I am asked about offering breeding rights quite often. First of all what do people mean by "breeding rights?"
Breeding Rights means the ability for an owner to breed the dog they buy and register the puppies with AKC.
First off, breeding a male and female dog isn't that hard. When a female comes in season, both parties pretty much let mother nature take over and the dogs do their thing.
As a responsible breeder, the hard part is proving that those two dogs should even reproduce in the first place. That is where things like responsibility and ethics and goals, come in to play.
As a pet owner, you know you LOVE your dog and in your eyes, Mr.Man dog is gorgeous and stunning and has the best temperament ever. You know this, because he stands out at the dog park, the beach, when you take him out in public, people cant stop staring. While those things are great and it likely means YOUR Mr.Man Dog is a good canine citizen, it does not mean he should automatically be bred. In addition, just because HE is like this, it doesn't mean he will reproduce his wonderful traits in his offspring.
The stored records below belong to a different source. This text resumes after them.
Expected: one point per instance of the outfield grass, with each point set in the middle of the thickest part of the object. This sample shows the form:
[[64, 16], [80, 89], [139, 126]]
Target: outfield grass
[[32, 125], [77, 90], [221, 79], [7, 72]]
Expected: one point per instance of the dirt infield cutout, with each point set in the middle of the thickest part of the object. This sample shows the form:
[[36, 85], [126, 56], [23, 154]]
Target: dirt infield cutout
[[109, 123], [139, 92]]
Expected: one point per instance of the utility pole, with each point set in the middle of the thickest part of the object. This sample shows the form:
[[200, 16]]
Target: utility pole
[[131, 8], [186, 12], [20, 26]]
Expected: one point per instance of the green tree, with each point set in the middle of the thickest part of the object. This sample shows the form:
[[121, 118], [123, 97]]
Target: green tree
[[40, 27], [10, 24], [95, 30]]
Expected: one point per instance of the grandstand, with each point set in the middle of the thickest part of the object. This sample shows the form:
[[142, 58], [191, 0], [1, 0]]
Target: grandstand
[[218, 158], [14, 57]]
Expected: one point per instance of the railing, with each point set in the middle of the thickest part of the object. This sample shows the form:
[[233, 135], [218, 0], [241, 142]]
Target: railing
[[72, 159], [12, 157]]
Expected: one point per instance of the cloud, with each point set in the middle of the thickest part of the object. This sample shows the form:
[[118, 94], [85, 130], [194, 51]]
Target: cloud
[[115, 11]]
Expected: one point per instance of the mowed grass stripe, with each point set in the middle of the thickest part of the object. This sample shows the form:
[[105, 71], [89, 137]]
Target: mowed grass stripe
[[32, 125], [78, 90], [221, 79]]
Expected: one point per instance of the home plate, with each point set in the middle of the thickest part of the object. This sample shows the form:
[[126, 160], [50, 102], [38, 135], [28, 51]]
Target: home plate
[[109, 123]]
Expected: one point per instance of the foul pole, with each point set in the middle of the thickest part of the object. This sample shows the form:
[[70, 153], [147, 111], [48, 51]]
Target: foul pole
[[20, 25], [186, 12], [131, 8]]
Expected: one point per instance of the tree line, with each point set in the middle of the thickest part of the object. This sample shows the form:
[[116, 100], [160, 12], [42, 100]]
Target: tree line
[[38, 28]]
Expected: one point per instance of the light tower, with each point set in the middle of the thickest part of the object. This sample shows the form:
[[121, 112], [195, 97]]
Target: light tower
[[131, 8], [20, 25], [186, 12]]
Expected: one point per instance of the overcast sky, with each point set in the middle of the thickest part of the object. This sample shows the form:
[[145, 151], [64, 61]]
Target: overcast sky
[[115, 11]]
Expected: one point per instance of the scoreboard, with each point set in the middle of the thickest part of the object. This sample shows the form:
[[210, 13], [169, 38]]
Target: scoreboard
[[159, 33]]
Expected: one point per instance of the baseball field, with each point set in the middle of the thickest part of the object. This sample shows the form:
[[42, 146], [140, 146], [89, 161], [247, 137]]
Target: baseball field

As a breeder, there are a multitude of traits and factors I weigh in my head about a potential breeding dog. I look at whole litters of dogs from one pairing, look back at the pedigrees, the dogs' health tests, temperament tests and whatever other information I can get, to hopefully make the best prediction for what that potential dog may reproduce.
The next step, is to look at the dog in front of me. While titles aren't the ONLY thing that matter, it is a starting point to proving that a doing is worthy of being used in a program... I show my dogs because I want to see how they look compared to other dogs of their breed. Its extremely hard to look at one's dog and be totally unbiased. Alot of breeders, myself included, tend to nit pick at our dog's faults. Sometimes its hard to see their virtues. I show my dogs because I want to see them against other dogs in the ring. The whole purpose of dog shows was to choose the best breeding stock. I still believe that is the case. A championship title has its merit and it does show that a dog who has one has defeated many dogs of his own breed in order to get it.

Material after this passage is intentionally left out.